Libre opinion: L'Îlot Voyageur, un projet responsable

Le projet de l'Îlot Voyageur revêt une importance majeure pour la revitalisation de Montréal et de l'arrondissement Ville-Marie. Ses retombées sont multiples et porteuses pour l'environnement urbain du quartier et de la ville, pour les étudiants de même que pour les deux millions d'usagers annuels de la Station centrale d'autobus.

L'Université du Québec à Montréal tente, par ce projet, de combler en partie son déficit chronique d'espace, évalué à 50 000 m2. Pour le concrétiser, elle a choisi de travailler avec les autres acteurs urbains impliqués dans le développement de ce quadrilatère, soit Busac et la Station centrale d'autobus, et ce, en vue de participer à la construction d'un tissu urbain intégré.

Revitalisation du quartier

L'UQAM, qui se définit comme «université au coeur de la cité», est déjà bien présente dans le milieu. Ce nouveau projet contribuera à redorer l'image du Quartier latin qui mérite bien d'être rehaussée; il bénéficiera aussi au Quartier des spectacles, présentement en chantier.

Le site du quadrilatère actuel où l'on retrouve autobus et stationnement en plein air ne concourt certes pas à la beauté des lieux. L'Îlot Voyageur créera une nouvelle dynamique. Il suscitera un redéploiement souhaité des activités commerciales et une revitalisation du patrimoine bâti dans le secteur.

En fait, l'émergence d'une nouvelle trame urbaine dans le quadrilatère formé des rues Sherbrooke et Sainte-Catherine (au nord et au sud), ainsi que des rues Saint-Hubert et Saint-Denis (à l'est et à l'ouest) créera un effet de levier favorable sur les plans de la créativité architecturale et de la mise en valeur des artères et des édifices par un plan lumière. Ce secteur deviendra agréable à vivre et à fréquenter.

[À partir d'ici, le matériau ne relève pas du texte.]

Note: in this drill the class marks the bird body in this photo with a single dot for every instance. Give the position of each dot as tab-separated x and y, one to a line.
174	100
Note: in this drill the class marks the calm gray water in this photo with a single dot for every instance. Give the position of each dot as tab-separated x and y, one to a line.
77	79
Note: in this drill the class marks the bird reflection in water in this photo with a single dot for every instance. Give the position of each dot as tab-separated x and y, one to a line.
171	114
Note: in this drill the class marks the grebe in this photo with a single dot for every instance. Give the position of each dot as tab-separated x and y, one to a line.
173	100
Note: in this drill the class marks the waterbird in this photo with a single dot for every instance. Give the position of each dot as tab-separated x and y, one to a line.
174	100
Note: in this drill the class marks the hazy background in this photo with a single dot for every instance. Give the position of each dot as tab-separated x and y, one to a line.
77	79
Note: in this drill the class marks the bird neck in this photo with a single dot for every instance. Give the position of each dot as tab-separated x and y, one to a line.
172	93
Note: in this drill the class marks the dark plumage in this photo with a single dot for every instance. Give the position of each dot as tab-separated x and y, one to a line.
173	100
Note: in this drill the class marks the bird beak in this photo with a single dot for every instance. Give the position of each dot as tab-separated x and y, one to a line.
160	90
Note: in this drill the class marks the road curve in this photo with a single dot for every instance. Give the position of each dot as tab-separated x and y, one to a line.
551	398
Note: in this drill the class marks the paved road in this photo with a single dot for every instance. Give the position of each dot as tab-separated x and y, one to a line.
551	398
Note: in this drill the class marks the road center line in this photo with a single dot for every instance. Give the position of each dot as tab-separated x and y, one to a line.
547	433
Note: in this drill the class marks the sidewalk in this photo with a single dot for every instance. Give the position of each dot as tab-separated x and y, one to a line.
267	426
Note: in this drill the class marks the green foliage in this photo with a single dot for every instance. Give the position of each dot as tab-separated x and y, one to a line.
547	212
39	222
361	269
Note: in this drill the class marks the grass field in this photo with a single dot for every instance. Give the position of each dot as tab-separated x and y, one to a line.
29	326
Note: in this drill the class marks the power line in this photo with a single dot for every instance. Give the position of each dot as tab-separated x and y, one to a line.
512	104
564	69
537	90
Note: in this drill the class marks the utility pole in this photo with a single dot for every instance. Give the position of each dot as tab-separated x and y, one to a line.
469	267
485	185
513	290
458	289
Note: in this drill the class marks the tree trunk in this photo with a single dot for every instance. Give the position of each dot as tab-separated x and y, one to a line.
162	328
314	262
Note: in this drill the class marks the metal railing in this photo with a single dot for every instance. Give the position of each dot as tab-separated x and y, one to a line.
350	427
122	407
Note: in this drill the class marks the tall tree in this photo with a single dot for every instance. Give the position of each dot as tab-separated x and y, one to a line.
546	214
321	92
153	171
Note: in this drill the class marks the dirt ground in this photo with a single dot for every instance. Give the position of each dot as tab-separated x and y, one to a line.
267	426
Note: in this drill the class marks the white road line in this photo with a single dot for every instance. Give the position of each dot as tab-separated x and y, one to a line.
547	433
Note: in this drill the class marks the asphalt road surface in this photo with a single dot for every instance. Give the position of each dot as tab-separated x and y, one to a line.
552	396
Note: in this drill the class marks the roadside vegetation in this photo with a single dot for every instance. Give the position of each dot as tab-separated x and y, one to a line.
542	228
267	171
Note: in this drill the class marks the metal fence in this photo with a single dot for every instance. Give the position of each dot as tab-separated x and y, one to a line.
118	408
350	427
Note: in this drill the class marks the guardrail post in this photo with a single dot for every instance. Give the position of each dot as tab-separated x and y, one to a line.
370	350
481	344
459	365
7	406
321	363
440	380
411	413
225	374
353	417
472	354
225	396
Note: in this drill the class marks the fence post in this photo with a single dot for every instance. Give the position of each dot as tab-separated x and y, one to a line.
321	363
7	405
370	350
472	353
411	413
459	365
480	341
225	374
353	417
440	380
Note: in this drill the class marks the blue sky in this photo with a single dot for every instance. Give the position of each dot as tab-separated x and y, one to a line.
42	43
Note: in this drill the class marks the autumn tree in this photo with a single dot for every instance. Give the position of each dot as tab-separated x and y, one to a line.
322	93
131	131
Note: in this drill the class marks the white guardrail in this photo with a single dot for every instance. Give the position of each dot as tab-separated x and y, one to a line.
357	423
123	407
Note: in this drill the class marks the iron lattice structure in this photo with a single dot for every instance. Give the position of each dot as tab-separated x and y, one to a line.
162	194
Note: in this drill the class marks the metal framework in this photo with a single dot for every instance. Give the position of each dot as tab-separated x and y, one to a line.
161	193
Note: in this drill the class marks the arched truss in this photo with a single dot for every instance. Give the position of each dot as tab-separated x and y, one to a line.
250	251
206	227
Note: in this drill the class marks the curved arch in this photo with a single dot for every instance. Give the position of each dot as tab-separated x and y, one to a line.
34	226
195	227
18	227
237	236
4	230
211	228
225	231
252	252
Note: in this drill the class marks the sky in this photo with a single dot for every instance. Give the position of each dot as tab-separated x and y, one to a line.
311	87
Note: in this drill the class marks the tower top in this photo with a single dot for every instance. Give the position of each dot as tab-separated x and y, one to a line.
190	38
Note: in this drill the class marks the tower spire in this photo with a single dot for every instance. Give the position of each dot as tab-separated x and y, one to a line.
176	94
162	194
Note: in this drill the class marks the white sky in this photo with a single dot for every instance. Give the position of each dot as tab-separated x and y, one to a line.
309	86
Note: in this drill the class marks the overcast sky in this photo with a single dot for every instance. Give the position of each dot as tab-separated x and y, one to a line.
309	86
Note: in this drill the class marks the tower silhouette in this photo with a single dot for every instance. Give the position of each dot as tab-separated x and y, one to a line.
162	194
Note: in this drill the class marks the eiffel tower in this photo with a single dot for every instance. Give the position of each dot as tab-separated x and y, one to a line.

Montréal, avec ses quatre universités — dont trois situées au coeur de la ville sur l'axe du boulevard Maisonneuve — et ses grandes écoles supérieures, se présente comme l'un des pôles universitaires les plus importants d'Amérique du Nord. La ville se prépare à créer une cité universitaire internationale dont l'UQAM est partie prenante. Quelque 1000 résidences seront construites dans le quadrilatère de l'Îlot Voyageur, répondant en partie aux besoins de cette clientèle.

Les universités attirent bon nombre d'étudiants et de professeurs étrangers, ainsi que leurs familles. Elles contribuent, à leur façon, au tourisme urbain, en offrant un grand nombre d'activités sur leurs campus (théâtre, musique, danse, expositions, congrès, colloques, conférences), permettant ainsi aux visiteurs (et aux résidents) de vivre une expérience recherchée et de profiter de l'ambiance «d'ouverture» propre au milieu universitaire.

L'Îlot Voyageur s'inspire de plusieurs principes liés au développement durable qui permettront de minimiser la pollution dans le secteur, dans le respect de la population avoisinante.

En accord avec le principe de l'équité sociale, le projet tient compte des besoins en transport des usagers du quadrilatère. Il offre ainsi des espaces de stationnement aux 1000 habitants des résidences, aux 3000 employés du pavillon universitaire, aux 2000 personnes de l'édifice à bureaux, de même qu'aux usagers du Quartier des spectacles.

Il faut également prendre en considération les quelque deux millions de personnes, qui transitent annuellement, souvent avec des bagages, par la Station centrale d'autobus: une véritable gare destinée au transport routier de personnes et de colis à destination du Québec, du Canada et des États-Unis.

Le projet de l'Ilôt Voyageur comporte des mesures concrètes pour réduire considérablement la pollution visuelle, sonore et atmosphérique, occasionnée dans le passé par les autobus de la station. D'abord, les gaz d'échappement des autos et des autobus seront récupérés, puis, 100 places de stationnement seront réservées pour le covoiturage et les véhicules à faible consommation d'essence et, enfin, une première en Amérique du Nord, 560 places pour vélos y sont prévues.

Quant au principe d'éco-efficacité, il sera appliqué dans les composantes vertes du projet, entre autres choses: toit végétal du pavillon, jardin central et pourtours paysagers de tout le quadrilatère, comprenant des plantations d'arbres, autant d'éléments esthétiques et environnementaux aptes à rehausser la qualité de vie du quartier.

Ce projet multifonctionnel rejoint les principes de globalité du développement durable en visant l'équilibre entre le social, l'économique et l'environnemental. Il représente une nette amélioration par rapport à la situation actuelle. Il répond également au principe de l'éco-cité en favorisant de multiples usages du site: travail, éducation, transports en commun, résidences, activités culturelles et de divertissement. Enfin, il servira de levier pour redynamiser, souhaitons-le, ce Quartier latin en mutation.